It seems easier to re-instate the kindling of a past love than it is to seek out new love, if you are fortunate enough to be given a second chance, or to offer one. But the people I've seen trying to do it fail, maybe not right away, but they fail every time. There's a time somewhere when I'm seeing them at that crossroads, looking down at their hands blankly then turning and walking back in the direction they came from. In some ways, I know even I have been at that crossroads, with that anguishing and half-dead hope of revival.

There are people you have built a history with that is so important that you put aside all differences to respect it. You may tell people of your harrowing breakup and they'll tell you what a dick or bitch your ex is, and you will nod in agreement with them but inside you will know that your audience does not have the whole story. About that history you want to go back to a reflect on because it is your history, a big and recent part of you that you simply aren't able to let go of.
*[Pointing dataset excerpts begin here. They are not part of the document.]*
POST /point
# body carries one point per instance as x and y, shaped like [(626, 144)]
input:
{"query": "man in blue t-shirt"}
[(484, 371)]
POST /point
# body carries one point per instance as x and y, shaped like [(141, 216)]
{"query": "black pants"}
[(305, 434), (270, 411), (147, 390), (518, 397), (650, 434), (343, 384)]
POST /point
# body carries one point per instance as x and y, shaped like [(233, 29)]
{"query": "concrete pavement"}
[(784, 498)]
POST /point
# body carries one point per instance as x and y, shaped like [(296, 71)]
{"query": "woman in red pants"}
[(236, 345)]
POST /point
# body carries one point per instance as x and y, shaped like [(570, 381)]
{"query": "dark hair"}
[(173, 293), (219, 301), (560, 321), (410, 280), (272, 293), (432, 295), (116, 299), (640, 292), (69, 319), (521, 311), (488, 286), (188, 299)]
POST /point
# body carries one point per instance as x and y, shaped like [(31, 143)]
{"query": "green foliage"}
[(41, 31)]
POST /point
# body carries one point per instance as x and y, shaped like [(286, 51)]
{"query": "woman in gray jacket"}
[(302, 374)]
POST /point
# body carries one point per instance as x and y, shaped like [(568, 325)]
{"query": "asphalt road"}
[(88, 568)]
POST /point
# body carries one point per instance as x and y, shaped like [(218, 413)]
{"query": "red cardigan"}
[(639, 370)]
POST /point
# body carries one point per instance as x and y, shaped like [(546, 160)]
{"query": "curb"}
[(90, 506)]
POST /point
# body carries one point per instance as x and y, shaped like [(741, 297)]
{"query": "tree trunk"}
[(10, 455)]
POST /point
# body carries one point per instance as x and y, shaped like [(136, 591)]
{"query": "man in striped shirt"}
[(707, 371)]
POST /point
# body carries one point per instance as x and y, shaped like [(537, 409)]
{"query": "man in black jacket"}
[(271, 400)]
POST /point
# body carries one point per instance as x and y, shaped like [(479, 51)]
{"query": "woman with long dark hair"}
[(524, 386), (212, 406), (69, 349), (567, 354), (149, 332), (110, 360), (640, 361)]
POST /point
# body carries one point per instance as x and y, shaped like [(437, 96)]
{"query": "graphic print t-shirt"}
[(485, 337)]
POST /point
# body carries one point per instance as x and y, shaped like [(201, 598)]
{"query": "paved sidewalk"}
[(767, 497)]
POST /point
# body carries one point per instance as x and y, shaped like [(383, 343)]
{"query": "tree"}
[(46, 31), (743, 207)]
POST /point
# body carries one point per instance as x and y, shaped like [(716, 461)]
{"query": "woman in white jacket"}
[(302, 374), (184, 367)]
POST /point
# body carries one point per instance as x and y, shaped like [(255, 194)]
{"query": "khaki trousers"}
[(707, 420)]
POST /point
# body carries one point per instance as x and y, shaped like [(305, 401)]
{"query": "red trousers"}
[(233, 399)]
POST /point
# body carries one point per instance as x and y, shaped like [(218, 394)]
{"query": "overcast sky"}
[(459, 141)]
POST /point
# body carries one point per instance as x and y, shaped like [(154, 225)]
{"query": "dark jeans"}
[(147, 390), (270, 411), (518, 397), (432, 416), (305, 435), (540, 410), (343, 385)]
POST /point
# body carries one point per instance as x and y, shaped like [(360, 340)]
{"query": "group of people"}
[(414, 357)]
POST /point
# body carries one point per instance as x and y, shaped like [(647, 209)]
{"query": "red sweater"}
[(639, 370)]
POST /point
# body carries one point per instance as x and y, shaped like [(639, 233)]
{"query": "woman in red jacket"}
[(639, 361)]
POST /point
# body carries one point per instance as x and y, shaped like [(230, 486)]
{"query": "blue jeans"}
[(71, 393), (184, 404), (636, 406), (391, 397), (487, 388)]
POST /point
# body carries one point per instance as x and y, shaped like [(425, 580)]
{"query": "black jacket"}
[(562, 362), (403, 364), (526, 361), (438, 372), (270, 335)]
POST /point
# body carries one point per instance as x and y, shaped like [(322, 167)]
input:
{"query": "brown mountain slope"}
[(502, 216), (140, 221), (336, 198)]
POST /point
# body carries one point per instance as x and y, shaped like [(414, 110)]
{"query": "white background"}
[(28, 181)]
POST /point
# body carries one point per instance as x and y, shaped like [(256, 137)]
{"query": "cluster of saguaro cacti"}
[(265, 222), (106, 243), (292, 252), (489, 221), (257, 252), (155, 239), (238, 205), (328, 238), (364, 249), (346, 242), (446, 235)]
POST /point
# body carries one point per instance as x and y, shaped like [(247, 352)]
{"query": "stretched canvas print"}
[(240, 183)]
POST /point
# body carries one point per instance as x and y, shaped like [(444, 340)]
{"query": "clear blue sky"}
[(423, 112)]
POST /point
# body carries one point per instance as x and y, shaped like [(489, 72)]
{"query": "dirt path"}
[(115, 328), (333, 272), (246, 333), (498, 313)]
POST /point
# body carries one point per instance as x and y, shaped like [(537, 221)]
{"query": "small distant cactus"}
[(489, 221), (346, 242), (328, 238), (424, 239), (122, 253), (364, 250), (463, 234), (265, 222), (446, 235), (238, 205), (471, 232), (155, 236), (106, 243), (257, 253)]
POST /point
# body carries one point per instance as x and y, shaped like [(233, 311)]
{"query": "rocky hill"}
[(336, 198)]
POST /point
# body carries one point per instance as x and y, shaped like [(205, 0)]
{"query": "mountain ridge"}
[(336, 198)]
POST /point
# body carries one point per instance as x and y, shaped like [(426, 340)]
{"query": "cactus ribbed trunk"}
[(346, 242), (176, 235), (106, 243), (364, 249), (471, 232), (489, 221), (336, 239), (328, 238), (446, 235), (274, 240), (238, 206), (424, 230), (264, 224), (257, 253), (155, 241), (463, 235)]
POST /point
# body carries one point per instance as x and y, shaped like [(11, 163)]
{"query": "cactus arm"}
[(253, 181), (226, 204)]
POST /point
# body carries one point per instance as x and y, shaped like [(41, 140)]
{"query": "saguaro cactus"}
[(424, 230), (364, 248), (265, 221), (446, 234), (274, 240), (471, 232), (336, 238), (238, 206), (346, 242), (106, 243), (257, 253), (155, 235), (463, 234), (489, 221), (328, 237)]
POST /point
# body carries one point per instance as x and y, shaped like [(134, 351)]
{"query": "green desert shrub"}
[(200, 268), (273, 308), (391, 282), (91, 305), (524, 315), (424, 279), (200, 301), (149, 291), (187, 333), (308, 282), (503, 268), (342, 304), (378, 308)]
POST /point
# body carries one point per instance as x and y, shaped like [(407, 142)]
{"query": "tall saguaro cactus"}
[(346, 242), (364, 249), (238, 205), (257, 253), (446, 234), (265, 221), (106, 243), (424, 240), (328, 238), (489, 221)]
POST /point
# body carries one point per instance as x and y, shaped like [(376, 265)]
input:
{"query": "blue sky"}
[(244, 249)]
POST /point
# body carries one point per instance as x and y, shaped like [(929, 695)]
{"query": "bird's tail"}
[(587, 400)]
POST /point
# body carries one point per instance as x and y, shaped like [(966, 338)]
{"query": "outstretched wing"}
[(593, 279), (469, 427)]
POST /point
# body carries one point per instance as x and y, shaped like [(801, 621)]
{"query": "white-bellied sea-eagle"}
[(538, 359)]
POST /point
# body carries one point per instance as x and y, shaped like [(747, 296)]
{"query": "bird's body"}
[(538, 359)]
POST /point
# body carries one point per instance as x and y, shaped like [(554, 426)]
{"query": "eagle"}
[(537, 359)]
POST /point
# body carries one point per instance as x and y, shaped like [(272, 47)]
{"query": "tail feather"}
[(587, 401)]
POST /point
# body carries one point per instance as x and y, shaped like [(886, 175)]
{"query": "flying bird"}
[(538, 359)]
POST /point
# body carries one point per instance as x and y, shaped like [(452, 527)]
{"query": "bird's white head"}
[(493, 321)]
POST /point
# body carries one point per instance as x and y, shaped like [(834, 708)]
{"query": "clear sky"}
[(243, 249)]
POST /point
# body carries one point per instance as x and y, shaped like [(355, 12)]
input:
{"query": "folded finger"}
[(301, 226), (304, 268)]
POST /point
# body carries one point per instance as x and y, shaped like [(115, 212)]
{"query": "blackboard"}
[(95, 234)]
You may reach out to that person in an effort to bridge the distance, to keep them, in some way, a part of your present life, as though being in your past makes it more painful, because they are still alive. They haunt you with their inability to be yours and yours alone. They're out there somewhere and there is always that chance that they are being loved and appreciated in all the ways you can't now.

I've done it. It doesn't work. Just let them go. You can't force fate. And I mean really let them go. Don't leave a candle burning. Snuff it out. Get on with your life. Don't make someone else suffer just because you're on the rebound. And don't make an ass out of yourself by chasing someone who's dissed you, or someone you left.

This is, of course, with the assumption that we are above our loneliness, which is often not true. I think this is part of my problem.